Audiologic Management of Auditory Neuropathy Spectrum Disorder in Children: A Systematic Review of the Literature
Roush P, Frymark T, et al Am J Audiol 2011;20:159
Roush et al summarized the current evidence through July 2010 related to the audiologic management of children with ANSD. They focused particularly on the effects of acoustic amplification and cochlear implantation in auditory function (e.g., sound detection and speech perception), speech and language development, academic progress, and social and emotional status.
The literature search yielded 202 citations, and 18 met methodological standards that involved appropriate participants (0-18 years), and addressed the target questions. Findings for 115 participants with ANSD were included.
The study found that many standard outcome criteria had not been adequately addressed in ANSD literature. No data were published on academic, social, and emotional outcomes in children with ANSD. Similarly, speech and language progress have been given scant attention, with only one paper presenting pre- and postoperative cochlear implant data in four children. Subsequent work has addressed this issue to a limited extent, but this important area is certainly in need of further research.
The effects of intervention on auditory function received more attention. Four papers involving 28 participants fit with conventional amplification were included in the meta-analysis. The participants all showed improved sound detection thresholds with hearing aids, but they varied markedly in their capacity to use what they heard. Fifty percent of participants showed a significant speech perception advantage when aided, and the other 50 percent demonstrated little or no ability to make sense of the amplified signal.

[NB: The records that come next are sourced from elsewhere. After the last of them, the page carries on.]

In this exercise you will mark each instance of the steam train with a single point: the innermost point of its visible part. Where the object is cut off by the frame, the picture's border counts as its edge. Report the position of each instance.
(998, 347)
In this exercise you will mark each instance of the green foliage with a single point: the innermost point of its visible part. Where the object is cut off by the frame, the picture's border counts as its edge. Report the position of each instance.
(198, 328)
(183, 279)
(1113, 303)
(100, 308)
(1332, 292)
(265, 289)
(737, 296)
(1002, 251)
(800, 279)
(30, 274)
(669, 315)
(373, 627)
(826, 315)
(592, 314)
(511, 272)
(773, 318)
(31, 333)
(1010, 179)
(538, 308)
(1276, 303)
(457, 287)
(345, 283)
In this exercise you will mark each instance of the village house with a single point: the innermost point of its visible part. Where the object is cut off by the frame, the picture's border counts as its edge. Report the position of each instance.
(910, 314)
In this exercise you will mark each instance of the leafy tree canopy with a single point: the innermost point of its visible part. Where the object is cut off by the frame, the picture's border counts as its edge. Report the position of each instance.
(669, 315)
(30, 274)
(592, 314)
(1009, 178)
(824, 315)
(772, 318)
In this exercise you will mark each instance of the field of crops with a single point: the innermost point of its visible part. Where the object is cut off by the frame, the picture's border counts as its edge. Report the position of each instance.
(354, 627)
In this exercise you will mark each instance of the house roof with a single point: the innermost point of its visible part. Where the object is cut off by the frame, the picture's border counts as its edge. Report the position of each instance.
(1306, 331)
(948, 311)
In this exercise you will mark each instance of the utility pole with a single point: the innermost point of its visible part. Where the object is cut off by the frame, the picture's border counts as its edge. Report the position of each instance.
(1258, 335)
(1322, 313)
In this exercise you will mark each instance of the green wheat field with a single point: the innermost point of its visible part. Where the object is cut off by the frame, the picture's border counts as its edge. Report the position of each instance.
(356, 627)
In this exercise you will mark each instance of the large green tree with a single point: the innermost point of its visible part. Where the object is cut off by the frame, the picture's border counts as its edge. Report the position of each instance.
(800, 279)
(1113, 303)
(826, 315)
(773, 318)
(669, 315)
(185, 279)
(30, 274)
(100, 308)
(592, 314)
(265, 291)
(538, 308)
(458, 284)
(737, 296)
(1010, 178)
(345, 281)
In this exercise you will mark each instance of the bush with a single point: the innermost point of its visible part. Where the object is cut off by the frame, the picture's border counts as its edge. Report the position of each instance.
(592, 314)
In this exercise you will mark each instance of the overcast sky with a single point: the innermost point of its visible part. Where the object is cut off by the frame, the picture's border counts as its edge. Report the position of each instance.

The researchers did point out that most of the participants had audiograms in the profound range and that incomplete access to the speech spectrum may have skewed the findings. The majority of participants, though, did have reasonably aided access to normal speech, so performance variability most likely reflected differing degrees of neural distortion rather than sound detection.
Fifteen studies involving 88 participants with cochlear implants were included in the review. Again, all participants showed improved sound detection. Postoperative speech perception was significantly better in most cases, with many participants performing at levels similar to their implanted peers with sensorineural loss. The data did, however, reveal a broad performance range with 27 percent of ANSD participants showing open-set word scores of less than 30 percent, which is below the level necessary to support conversational speech. I found this particularly interesting because opinions over the past decade have strongly supported cochlear implants as the primary option for children with ANSD.
Roush et al diplomatically and correctly concluded that the findings from this review do not resolve the controversies surrounding audiologic treatment of ANSD in children. I found this review enlightening and a little sobering in the way it highlighted gaps in the ANSD canon. The field has certainly progressed since the review was conducted, but big questions still remain. While it's now reasonably well accepted that hearing aids and cochlear implants have a place in ANSD management, the long-term benefits and limitations of each strategy and their applicability for individual children has yet to be determined.